Former FBI deputy director Andrew McCabe misled investigators, according to new report

Impact

Andrew McCabe, the former deputy FBI director who was controversially fired by Attorney General Jeff Sessions in March, “lacked candor” in comments about media disclosures he made regarding an investigation into the Clinton Foundation, according to a highly-anticipated report released by the inspector general’s office Friday.

In the report, the Department of Justice’s Inspector General Michael E. Horowitz concludes that McCabe had authorized aides to provide information to the Wall Street Journal in October 2016 about the bureau’s probe into Hillary Clinton, and repeatedly denied doing so when pressed by DOJ investigators.

The Wall Street Journal article, published days before the 2016 election, revealed internal discord among federal law enforcement officials over how to proceed with an investigation into Clinton’s family charity.

McCabe authorized aides to discuss the investigation with reporter Devlin Barrett, according to the inspector general. Then, McCabe led his then-FBI Director James Comey to believe that he “had not authorized the disclosure and did not know who did,” the report read. According to the report, McCabe also misled internal investigators three times over the course of 2017 regarding the media disclosures — while under oath.

Further, the report concluded that his disclosures to the Journal were not in the “public interest,” and therefore a violation of the bureau’s media policy.

President Donald Trump cheered the report on Friday and used it to attack Comey.

“He LIED! LIED! LIED!” Trump tweeted Friday afternoon. “McCabe was totally controlled by Comey - McCabe is Comey!! No collusion, all made up by this den of thieves and lowlifes!”
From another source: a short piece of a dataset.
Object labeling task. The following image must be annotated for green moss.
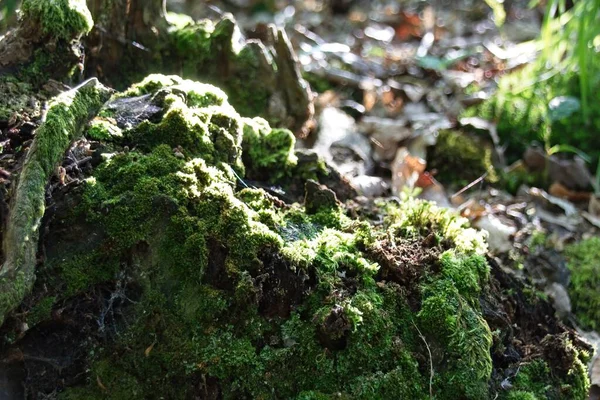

The scathing report comes less than a month after Sessions terminated McCabe, just days before he was set to retire from the FBI. Trump called the firing a “great day for Democracy.”

McCabe and Comey — whose May 2017 axing by Trump has been a focus of special counsel Robert Mueller’s investigation into possible obstruction of justice on the part of the president — have been frequent targets of Trump’s ire. Trump has accused McCabe, who briefly served as the interim FBI director following Comey’s dismissal, of being an ally of Clinton. He has been even harsher on Comey, whom he bashed Friday as a “proven LEAKER & LIAR.”

“He is a weak and untruthful slime ball who was, as time has proven, a terrible director of the FBI,” Trump tweeted. “It was my great honor to fire James Comey!”

The tweets came ahead of the release of Comey’s memoir on Tuesday, which recounts his suspicious interactions with Trump and paints a deeply unflattering portrait of the president.

Trump’s attacks on the FBI have been seen as part of a larger effort to discredit investigators examining his campaign’s ties to Russia, along with the possibility that he sought to interfere with the probe.

In a blistering statement in March, McCabe framed his firing as being “part of this administration’s ongoing war on the FBI and the efforts of the special counsel investigation.”

However, the inspector general report is highly-critical of the former deputy FBI director, concluding that he violated FBI Offense Codes 2.5 and 2.6: lacking candor not under oath, and lacking candor under oath. The report also concluded that his media disclosures “served only to advance McCabe’s personal interests and not the public interest, as required by FBI policy.”

The inspector general share the report with Congress on Friday, the same day the FBI named Associate Deputy Director David Bowdich to McCabe’s vacated role at the bureau.